Some fish travel from one Great Lake to another the natural way (through connecting rivers and streams) but these days some are traveling to Lake Michigan in unexpected ways: by road, air and even mail.
"States around Lake Michigan trade fish eggs and stock on an ongoing
basis, part of a long-term effort to maintain population levels and to
regulate the balance of predator and prey species in the lake," Kate Elizabeth Queram reports for Route Fifty. Biologists and natural resource managers in Michigan, Indiana, Wisconsin, and Illinois maintain an informal network wherein they send each other fish or eggs when there's an area shortage, at no cost. The network, which has no governing or regulatory body, has been going strong for at least a century.

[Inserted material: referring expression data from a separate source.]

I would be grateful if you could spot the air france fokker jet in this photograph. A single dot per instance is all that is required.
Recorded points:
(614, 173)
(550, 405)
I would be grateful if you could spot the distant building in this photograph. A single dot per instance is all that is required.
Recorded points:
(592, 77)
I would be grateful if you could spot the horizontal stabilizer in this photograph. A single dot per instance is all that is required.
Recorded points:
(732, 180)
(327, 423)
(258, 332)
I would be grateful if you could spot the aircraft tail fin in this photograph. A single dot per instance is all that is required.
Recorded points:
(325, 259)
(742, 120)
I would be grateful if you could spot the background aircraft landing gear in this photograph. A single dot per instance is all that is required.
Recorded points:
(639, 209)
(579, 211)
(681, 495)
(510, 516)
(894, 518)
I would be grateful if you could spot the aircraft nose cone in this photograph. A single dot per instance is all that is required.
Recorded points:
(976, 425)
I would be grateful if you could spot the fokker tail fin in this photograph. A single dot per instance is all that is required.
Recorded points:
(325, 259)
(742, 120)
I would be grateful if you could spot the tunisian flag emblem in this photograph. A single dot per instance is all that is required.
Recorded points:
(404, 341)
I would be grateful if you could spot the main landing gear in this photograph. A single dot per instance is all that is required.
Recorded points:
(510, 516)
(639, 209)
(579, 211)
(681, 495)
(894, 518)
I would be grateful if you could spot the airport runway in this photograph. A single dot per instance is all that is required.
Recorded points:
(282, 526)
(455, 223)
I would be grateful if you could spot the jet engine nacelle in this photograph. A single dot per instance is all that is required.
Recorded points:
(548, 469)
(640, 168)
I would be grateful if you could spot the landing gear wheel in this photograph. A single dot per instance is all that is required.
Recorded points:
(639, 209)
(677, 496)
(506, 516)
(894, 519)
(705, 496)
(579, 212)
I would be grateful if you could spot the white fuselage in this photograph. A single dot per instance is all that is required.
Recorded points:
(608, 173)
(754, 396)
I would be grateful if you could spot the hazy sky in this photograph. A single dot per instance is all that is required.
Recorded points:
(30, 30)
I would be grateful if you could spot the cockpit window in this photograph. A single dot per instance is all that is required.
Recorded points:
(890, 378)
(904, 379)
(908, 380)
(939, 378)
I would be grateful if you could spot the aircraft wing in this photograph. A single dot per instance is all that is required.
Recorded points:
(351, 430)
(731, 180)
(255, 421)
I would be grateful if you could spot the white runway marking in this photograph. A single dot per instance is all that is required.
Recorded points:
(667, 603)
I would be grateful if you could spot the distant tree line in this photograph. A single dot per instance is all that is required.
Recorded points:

"Over the years, as we’ve seen the fish populations make these
tremendous swings in different directions, we all realize that if we
don’t work together we don’t stand a chance of managing the fisheries in
the Great Lakes,” said Ed Eisch, fish production program manager for the Michigan Department of Natural Resources. "There has to be a cooperative spirit or
it just flat-out won’t work. Everybody has a stake in seeing it be
successful—for our constituents, for our recreational opportunities and
for the economic benefit each state sees as a result of a healthy
ecosystem. If we don’t work together, we can’t get anything done."
The Lake Michigan group is one illustration of how hard fisheries experts work to maintain the fish populations in the Great Lakes, and how devastating an invasion of Asian carp could be.